Auf ein Ende folgt ein Neuanfang
Wenn Sie sich dann vor dem Verlassen der Ausstellung im letzten Raum zu einem interaktiven Tumult versammeln, ist das spannungsreiche Vergleichsspiel zwischen zwei großen Malern größtenteils verschwunden. Der Charakter eines institutionell intendierten Jahrmarktes wird unterstützt durch eine beleuchtete Wand, vor der man wie die dargestellten Figuren ein Schattenspiel aufführen oder an einigen Stelen sein eigenes hoogstrateneskes Klemmbrett mit Tortenstück und Reisepass gestalten kann. Wie zur Belohnung wird dieses dann temporär an die gegenüberliegende Wand gebannt. Das mag zwar reizvoll und kurzweilig einige Aspekte der vorherig gezeigten Werke illustrieren, auch spielerisch eine Beschäftigung mit dem theoretischen Traktat Hoogstratens unterstützen.
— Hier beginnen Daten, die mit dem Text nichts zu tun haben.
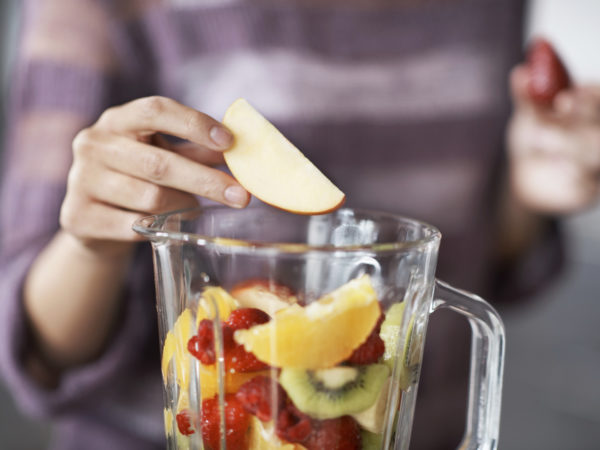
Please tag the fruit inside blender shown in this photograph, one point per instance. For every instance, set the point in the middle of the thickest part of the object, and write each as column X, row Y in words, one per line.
column 294, row 376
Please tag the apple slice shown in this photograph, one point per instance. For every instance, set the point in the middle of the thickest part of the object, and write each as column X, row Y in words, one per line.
column 265, row 295
column 272, row 169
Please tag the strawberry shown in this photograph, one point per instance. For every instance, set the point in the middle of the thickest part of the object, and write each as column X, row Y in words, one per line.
column 237, row 421
column 371, row 350
column 239, row 360
column 293, row 425
column 184, row 422
column 256, row 396
column 342, row 433
column 548, row 75
column 202, row 345
column 244, row 318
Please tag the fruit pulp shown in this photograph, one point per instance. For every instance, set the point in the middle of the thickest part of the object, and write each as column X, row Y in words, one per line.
column 300, row 396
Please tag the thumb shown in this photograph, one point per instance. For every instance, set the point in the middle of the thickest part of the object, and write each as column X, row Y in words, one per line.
column 519, row 82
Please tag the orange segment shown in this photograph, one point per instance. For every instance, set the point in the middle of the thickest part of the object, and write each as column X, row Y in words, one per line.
column 320, row 335
column 209, row 386
column 175, row 345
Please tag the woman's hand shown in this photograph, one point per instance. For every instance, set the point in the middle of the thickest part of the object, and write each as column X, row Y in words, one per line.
column 123, row 169
column 555, row 149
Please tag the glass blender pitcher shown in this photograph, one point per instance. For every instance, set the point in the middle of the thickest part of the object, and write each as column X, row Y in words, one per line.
column 306, row 332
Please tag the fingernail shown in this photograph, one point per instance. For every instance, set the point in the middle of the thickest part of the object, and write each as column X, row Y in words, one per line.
column 221, row 136
column 564, row 104
column 236, row 196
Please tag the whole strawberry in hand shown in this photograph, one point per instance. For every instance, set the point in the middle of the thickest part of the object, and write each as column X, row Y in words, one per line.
column 548, row 75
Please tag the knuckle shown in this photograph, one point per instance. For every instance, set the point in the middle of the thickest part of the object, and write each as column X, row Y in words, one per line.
column 83, row 142
column 107, row 116
column 153, row 198
column 155, row 165
column 152, row 106
column 194, row 122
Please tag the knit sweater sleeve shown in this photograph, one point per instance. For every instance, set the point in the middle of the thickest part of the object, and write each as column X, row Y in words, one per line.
column 66, row 73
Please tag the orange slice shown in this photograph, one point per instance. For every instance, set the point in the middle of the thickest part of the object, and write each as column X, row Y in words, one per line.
column 319, row 335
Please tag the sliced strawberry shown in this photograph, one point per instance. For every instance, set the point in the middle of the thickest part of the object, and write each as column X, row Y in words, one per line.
column 260, row 395
column 548, row 75
column 237, row 421
column 184, row 422
column 293, row 425
column 239, row 360
column 244, row 318
column 202, row 345
column 342, row 433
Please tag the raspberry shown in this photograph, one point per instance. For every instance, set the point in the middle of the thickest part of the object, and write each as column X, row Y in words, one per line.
column 548, row 75
column 184, row 422
column 342, row 433
column 257, row 397
column 237, row 421
column 240, row 360
column 202, row 345
column 293, row 425
column 371, row 350
column 244, row 318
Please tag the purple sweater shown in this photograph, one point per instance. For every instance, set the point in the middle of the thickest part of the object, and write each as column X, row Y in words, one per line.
column 402, row 104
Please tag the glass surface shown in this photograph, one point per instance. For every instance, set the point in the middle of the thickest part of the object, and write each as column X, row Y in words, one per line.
column 287, row 331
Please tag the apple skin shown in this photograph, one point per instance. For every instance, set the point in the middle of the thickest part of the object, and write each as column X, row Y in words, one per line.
column 263, row 294
column 272, row 169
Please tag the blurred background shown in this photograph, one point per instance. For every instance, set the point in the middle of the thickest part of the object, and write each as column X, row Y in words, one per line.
column 551, row 393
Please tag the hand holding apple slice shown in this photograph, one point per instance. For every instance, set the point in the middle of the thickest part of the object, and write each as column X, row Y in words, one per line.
column 272, row 169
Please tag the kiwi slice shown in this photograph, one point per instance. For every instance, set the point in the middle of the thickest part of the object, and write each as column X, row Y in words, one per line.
column 390, row 329
column 335, row 392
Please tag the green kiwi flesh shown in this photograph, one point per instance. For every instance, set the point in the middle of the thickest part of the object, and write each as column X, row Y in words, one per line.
column 335, row 392
column 390, row 330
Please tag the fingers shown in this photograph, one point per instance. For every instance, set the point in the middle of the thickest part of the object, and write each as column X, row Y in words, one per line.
column 158, row 166
column 191, row 151
column 94, row 221
column 149, row 115
column 579, row 104
column 553, row 185
column 518, row 81
column 133, row 194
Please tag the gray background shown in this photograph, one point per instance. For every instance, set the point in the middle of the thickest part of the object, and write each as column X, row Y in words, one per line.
column 551, row 393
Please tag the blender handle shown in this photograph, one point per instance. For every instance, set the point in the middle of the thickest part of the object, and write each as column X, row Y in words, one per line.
column 487, row 364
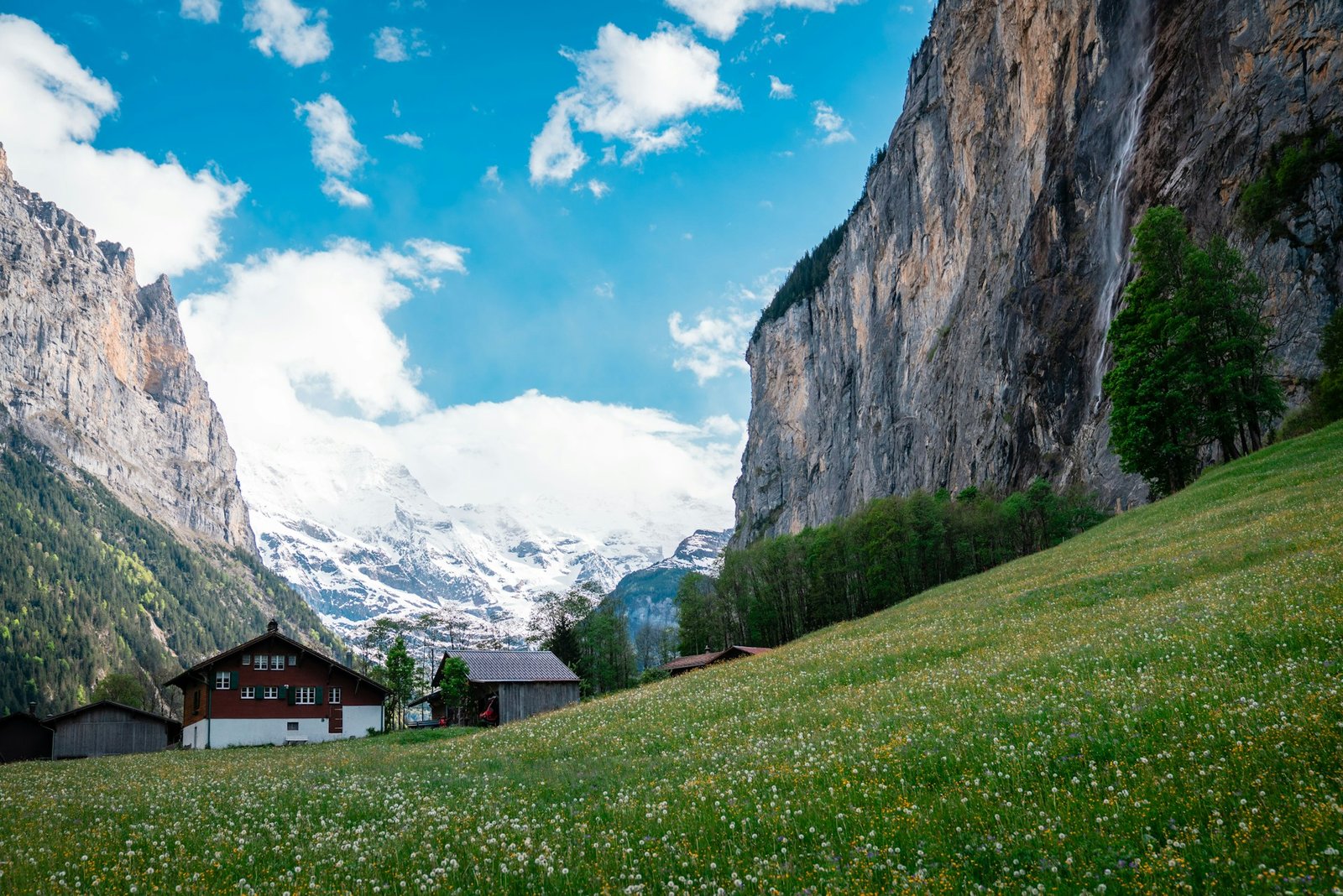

Jedoch bleibt beim Verlassen der Ausstellung hin in den Museumsshop und darüber hinaus weniger vom besonderen Geist der Zeit, in dem man Hoogstraten als einen der führenden Geister seiner Zeit und vielmehr noch als Erfinder des Trompe-l’œils erfahren kann.
Vom Nachfolger Jonathan Fine wird sich indes vor allem eine längst überfällige Sanierung des Museumsbaus mitsamt eines barrierefreien Eingangsbereiches versprochen. Ob er an die Prinzipien seiner Vorgängerin anknüpfen wird, die mit der Neuaufstellung der Kunstkammer und dem sammlungsbedingten Fokus auf den alten Meistern den konservativen Ruf sowie die Bonität des Hauses auf dem internationalen Parkett beweisen konnte, bleibt offen. Mit der im Frühjahr 2025 geplanten Ausstellung „Arcimboldo-Breughel-Bassano“ wartet jedoch ein Künstler-Trio, dass es im Dialog zu entdecken gilt und von dem sicherlich bislang unverhoffte Positionen zu erwarten sind. Und so scheinen die beiden ersten Bilder der Ausstellung von Rembrandt und Samuel van Hoogstraten fast wie ein Schlusswort und gleichsam eine Analogie auf die aus dem Amt scheidende Generaldirektorin mitsamt ihres Nachfolgers, die uns und die Scharen an Museumsbesucher*innen mit wachen, glänzenden Augen im Vorbeigehen mustern.
Die Ausstellung „Rembrandt – Hoogstraten. Farbe und Illusion“ geht noch bis zum 12. Januar 2025.